A few months ago, at an event in Montana I had the pleasure of meeting Sharon. As we made our way out to learn how to use the Soundscape beacon, I noticed that Sharon stayed back. When I checked with her I understood she chose not to join because she is hard of hearing. After we established that she was still able to hear the high pitch of the Soundscape beacon, she gave it a try, and, with her husband walking along with her, off they went and within a few minutes made it to her destination. When I caught up with them I noticed she was overcome with emotion, this had been the first time in many years she truly felt that sense of independence and that she was in the driver’s seat. For her, this is what mattered at that moment, that sense of joy and empowerment; and, knowing that her life would now be different.
There is no greater gift that technology can provide than a true sense of independence.
I must say that the impact the kayak hack has really surprised and motivated us to think about how we can bring Soundscape to more people and more organizations to really benefit from the value it provides and the empowering changes it has started to enable for people.
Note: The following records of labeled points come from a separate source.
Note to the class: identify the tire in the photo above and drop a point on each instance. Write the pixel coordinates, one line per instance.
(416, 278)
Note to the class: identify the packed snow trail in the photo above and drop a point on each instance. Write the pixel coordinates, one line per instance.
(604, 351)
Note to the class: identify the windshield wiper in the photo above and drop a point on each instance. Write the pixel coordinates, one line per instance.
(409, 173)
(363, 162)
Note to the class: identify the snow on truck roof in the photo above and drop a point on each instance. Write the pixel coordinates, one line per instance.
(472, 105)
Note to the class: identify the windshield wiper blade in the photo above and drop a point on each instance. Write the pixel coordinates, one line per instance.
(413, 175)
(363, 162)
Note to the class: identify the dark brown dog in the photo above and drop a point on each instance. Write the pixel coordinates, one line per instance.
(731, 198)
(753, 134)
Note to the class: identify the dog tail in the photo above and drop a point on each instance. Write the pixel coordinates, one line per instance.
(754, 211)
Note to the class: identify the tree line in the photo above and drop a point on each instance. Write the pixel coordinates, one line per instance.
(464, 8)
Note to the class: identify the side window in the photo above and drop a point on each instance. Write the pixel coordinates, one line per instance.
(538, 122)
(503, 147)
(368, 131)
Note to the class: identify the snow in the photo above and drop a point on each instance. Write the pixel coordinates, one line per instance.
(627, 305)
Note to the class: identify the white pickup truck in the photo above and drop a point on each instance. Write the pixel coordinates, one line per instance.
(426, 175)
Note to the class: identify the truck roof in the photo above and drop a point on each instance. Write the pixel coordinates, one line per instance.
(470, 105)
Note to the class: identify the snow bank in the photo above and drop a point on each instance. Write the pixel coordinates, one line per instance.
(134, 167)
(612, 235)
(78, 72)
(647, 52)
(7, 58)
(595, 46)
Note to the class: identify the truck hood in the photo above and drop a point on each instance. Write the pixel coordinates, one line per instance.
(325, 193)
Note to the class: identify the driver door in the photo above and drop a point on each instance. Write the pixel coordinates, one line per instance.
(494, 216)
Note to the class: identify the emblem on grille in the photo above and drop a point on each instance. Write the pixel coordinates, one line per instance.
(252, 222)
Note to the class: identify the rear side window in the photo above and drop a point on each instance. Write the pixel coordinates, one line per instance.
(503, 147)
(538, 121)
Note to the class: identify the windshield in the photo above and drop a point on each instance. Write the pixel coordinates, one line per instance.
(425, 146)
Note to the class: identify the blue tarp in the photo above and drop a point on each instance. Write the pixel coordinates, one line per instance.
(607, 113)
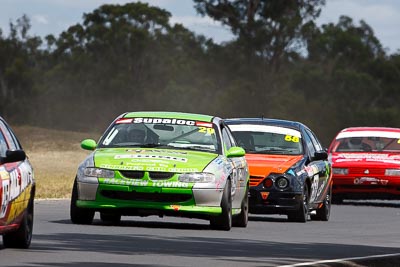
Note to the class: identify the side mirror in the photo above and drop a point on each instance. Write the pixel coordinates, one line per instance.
(88, 144)
(235, 151)
(14, 156)
(320, 155)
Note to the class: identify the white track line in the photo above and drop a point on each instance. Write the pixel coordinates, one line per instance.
(341, 260)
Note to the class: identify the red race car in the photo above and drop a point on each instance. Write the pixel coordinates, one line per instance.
(366, 163)
(17, 191)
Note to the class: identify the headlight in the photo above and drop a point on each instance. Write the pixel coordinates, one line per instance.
(197, 177)
(281, 182)
(340, 171)
(392, 172)
(99, 173)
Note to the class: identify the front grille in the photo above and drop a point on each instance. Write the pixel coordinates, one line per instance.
(154, 197)
(132, 174)
(371, 171)
(255, 180)
(161, 175)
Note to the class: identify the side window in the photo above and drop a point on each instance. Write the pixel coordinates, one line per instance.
(309, 144)
(9, 137)
(226, 138)
(314, 140)
(3, 145)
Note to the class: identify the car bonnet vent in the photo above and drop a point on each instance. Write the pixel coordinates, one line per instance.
(132, 174)
(160, 175)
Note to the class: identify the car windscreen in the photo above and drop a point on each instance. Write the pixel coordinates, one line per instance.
(266, 139)
(162, 133)
(386, 142)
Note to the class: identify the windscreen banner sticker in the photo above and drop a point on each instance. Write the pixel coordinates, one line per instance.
(146, 157)
(139, 182)
(164, 121)
(200, 124)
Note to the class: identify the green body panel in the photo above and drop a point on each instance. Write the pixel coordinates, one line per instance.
(148, 159)
(156, 206)
(169, 115)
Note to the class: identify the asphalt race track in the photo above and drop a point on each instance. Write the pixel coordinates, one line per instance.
(366, 233)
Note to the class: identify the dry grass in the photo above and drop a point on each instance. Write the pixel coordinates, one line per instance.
(55, 156)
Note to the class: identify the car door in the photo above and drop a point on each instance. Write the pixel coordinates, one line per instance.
(15, 177)
(239, 168)
(318, 168)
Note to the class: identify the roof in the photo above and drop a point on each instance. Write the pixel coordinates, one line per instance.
(169, 115)
(384, 129)
(369, 131)
(262, 121)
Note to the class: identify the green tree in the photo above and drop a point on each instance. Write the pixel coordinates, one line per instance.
(19, 56)
(271, 29)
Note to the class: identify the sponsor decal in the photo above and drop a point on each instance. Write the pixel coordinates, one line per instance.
(164, 121)
(141, 156)
(176, 207)
(147, 168)
(139, 182)
(157, 151)
(121, 121)
(370, 180)
(264, 195)
(204, 124)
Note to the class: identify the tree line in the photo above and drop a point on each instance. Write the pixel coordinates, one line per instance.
(130, 57)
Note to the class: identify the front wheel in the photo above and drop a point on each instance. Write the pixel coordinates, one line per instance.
(301, 215)
(224, 220)
(23, 236)
(79, 215)
(323, 213)
(242, 219)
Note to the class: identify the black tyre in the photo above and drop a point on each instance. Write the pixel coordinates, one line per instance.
(224, 221)
(301, 215)
(23, 236)
(323, 213)
(242, 219)
(79, 215)
(110, 218)
(337, 199)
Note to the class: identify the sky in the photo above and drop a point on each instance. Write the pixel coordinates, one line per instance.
(55, 16)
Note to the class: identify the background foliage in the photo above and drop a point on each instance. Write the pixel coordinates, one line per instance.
(130, 57)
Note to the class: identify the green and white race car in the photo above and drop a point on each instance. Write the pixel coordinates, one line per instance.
(163, 163)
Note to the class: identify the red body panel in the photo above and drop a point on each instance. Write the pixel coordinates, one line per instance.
(366, 170)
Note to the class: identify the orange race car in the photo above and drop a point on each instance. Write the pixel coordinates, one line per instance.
(289, 169)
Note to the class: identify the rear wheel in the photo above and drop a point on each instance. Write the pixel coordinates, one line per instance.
(324, 212)
(224, 220)
(79, 215)
(242, 219)
(23, 236)
(301, 215)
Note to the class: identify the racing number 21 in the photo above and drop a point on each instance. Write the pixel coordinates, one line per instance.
(291, 138)
(206, 130)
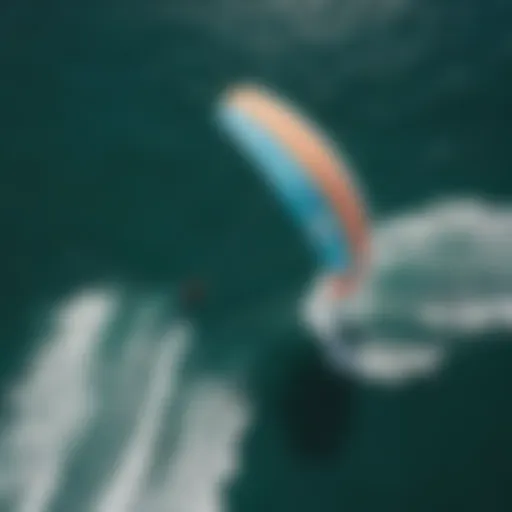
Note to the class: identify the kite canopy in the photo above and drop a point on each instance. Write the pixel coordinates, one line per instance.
(306, 172)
This is something that we are looking into, and if you, or an organization you know, run programs or activities in which you believe Soundscape can help then do get in touch with us at email@example.com.
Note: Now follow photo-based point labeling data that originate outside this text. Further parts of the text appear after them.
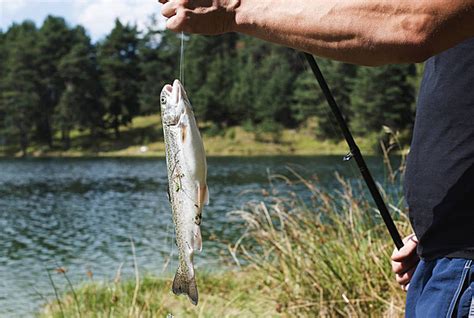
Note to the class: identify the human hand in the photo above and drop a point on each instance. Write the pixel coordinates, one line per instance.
(405, 260)
(209, 17)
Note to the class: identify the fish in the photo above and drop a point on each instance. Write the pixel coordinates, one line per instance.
(187, 185)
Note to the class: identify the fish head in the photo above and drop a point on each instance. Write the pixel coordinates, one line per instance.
(174, 103)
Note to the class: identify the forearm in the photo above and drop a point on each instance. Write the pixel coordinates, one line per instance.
(363, 31)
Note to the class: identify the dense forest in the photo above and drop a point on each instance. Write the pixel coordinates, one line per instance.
(54, 80)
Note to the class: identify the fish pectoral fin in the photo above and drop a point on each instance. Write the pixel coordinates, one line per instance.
(197, 242)
(203, 195)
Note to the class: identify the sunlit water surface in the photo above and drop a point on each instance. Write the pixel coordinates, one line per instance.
(81, 214)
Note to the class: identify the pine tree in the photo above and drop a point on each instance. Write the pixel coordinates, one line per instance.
(79, 105)
(159, 52)
(383, 96)
(120, 75)
(19, 97)
(55, 40)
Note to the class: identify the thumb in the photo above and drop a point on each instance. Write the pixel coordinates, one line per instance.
(411, 242)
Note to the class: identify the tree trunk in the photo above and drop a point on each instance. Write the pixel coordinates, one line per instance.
(116, 128)
(66, 138)
(24, 144)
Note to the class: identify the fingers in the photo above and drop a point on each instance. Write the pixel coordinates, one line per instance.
(176, 22)
(405, 278)
(169, 9)
(411, 242)
(405, 265)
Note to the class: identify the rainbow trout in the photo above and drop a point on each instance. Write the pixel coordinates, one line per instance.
(187, 171)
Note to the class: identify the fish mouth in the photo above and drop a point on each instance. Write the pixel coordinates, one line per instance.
(176, 91)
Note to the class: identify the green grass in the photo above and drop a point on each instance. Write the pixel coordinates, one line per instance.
(326, 256)
(232, 141)
(232, 294)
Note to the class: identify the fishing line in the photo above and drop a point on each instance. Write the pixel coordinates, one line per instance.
(355, 152)
(332, 125)
(181, 60)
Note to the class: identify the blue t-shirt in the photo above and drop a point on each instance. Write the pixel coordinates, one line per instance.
(439, 181)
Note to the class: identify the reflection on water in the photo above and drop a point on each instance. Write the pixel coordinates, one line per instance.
(82, 213)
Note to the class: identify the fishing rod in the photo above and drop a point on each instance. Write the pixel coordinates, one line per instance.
(355, 153)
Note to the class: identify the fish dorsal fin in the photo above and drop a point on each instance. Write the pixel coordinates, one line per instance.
(203, 195)
(197, 239)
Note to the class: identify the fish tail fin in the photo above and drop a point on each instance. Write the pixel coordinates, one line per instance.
(184, 285)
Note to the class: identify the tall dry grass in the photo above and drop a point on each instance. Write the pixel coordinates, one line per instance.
(327, 255)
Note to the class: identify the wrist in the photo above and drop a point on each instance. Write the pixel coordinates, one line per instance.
(240, 16)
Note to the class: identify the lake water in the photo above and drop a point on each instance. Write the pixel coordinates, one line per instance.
(81, 214)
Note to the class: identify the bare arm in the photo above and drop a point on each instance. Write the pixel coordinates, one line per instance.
(369, 32)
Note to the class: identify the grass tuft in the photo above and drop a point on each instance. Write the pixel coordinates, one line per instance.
(327, 255)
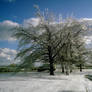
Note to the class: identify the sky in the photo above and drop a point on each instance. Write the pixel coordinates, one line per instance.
(16, 12)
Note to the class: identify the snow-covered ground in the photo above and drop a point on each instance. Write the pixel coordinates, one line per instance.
(43, 82)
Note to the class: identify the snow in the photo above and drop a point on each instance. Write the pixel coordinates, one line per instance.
(43, 82)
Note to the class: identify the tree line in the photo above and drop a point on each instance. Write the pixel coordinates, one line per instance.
(52, 40)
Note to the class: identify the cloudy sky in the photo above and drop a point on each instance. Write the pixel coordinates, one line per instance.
(16, 12)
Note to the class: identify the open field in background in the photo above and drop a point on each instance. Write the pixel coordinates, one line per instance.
(43, 82)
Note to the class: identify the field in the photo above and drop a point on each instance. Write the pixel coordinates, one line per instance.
(43, 82)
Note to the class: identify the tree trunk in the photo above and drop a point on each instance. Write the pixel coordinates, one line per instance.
(51, 61)
(80, 67)
(67, 69)
(51, 68)
(63, 68)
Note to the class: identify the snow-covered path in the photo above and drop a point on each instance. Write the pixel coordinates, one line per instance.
(42, 82)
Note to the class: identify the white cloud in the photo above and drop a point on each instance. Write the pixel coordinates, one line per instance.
(31, 21)
(7, 56)
(6, 30)
(86, 19)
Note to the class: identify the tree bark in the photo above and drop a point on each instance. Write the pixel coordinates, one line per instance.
(80, 67)
(63, 68)
(51, 61)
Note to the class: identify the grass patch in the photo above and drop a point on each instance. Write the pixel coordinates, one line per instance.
(89, 77)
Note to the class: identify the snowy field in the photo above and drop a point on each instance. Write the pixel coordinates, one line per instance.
(42, 82)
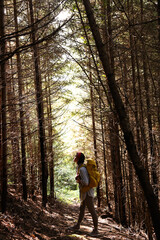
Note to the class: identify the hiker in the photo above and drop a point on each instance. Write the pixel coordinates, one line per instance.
(87, 198)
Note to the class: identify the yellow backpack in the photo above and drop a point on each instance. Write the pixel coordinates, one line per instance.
(94, 175)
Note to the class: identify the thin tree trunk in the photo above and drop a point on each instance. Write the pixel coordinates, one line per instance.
(151, 198)
(20, 91)
(3, 111)
(40, 111)
(94, 130)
Before wrapping up let me highlight some of the other recent updates we made to Soundscape:
- We’ve been working to light up the experience while you’re travelling, whether in a bus, a car, or a train. To minimize interruptions and avoid getting in the way of whatever else you may be doing, Soundscape now identifies when you are in a moving vehicle and adjusts callouts to include only major landmarks, and update you only when you change roads.
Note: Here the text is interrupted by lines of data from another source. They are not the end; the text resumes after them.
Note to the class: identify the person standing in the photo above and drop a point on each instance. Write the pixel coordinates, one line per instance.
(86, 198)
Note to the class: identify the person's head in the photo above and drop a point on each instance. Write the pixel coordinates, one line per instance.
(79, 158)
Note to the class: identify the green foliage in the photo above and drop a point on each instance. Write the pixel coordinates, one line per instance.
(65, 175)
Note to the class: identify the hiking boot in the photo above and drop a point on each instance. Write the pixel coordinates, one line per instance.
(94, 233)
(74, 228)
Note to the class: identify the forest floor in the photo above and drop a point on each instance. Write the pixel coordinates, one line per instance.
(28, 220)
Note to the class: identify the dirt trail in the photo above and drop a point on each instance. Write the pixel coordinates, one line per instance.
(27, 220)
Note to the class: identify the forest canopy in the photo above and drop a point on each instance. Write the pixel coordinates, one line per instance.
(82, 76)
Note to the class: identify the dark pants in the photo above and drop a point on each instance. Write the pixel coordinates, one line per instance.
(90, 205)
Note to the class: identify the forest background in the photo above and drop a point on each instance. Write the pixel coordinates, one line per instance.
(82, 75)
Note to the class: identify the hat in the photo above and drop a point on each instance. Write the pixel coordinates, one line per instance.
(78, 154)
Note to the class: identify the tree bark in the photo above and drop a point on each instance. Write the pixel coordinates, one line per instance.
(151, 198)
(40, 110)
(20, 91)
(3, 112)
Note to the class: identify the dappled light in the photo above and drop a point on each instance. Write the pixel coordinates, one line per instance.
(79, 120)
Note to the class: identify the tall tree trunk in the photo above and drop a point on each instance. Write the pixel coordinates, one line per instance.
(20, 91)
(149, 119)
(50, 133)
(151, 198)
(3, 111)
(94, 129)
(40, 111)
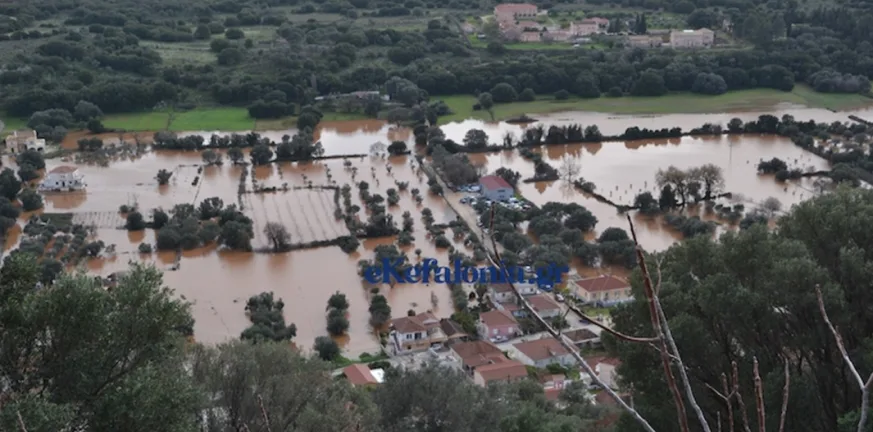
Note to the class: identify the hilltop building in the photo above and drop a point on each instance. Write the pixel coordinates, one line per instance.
(514, 12)
(703, 38)
(22, 140)
(63, 178)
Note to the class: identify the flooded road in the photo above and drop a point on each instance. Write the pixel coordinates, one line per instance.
(219, 283)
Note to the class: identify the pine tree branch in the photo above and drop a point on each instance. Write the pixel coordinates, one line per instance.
(656, 325)
(864, 385)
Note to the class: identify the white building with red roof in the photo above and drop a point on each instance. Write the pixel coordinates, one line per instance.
(514, 12)
(63, 178)
(604, 289)
(496, 188)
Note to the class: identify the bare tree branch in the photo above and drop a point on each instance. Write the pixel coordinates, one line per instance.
(20, 421)
(739, 396)
(864, 385)
(606, 328)
(728, 395)
(683, 374)
(264, 413)
(759, 396)
(563, 339)
(784, 413)
(656, 325)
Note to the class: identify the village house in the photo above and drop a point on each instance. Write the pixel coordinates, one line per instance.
(359, 375)
(543, 305)
(502, 292)
(24, 139)
(557, 36)
(645, 41)
(583, 338)
(543, 352)
(453, 331)
(604, 289)
(63, 178)
(604, 367)
(416, 333)
(506, 371)
(585, 27)
(702, 38)
(530, 37)
(514, 12)
(495, 187)
(498, 325)
(553, 385)
(474, 354)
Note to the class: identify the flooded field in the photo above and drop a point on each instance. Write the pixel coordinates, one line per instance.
(218, 283)
(621, 170)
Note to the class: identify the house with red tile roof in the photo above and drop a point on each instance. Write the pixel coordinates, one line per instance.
(360, 375)
(606, 289)
(506, 371)
(514, 12)
(416, 333)
(498, 325)
(543, 352)
(605, 368)
(495, 187)
(475, 354)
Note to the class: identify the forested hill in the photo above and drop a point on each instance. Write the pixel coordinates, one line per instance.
(134, 55)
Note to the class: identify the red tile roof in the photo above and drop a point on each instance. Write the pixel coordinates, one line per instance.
(510, 369)
(359, 374)
(541, 349)
(497, 318)
(419, 323)
(493, 183)
(63, 169)
(513, 7)
(478, 353)
(580, 335)
(542, 303)
(602, 283)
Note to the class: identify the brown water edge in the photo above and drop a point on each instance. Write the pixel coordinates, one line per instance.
(219, 283)
(356, 136)
(622, 170)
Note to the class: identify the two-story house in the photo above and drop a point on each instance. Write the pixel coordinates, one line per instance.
(543, 352)
(502, 292)
(22, 140)
(416, 333)
(498, 325)
(474, 354)
(541, 303)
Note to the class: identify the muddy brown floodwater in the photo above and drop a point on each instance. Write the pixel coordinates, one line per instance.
(218, 283)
- Battery savings! You no longer need to close Soundscape to save battery; you can now just select the “Sleep” button on the home screen to stop Soundscape from using GPS and your data plan.
- For our low vision users, you no longer need to hold the phone flat when pressing buttons; instead, you can now bring the phone right up close and press buttons, and everything will continue working correctly.
We can’t wait to hear what you make of them, please do continue to write to us on firstname.lastname@example.org and of course, check our FAQ’s on our website for more detailed information and guidance.
In closing we welcome our friends from down under to the Soundscape community! Soundscape was launched in Australia on September 12, 2018, with a great partnership with Vision Australia and the extended community of people who are blind. Based on our learnings from the launch in Australia we continue to look at how we can bring Soundscape to other countries and aim to support the local language where possible. We will be sure to provide further updates as soon as we can.
We continue to be humbled by the response to Soundscape, we recognize that this is just the start and there is more work to be done; but please keep the feedback coming, on anything from the app, to the content we produce, to the way we can engage with you. Let’s continue to empower everyone, everywhere with the benefits of technology.
Amos and the Soundscape team.
Microsoft Soundscape is available for free on iOS and iPhone in the US, UK and Australia.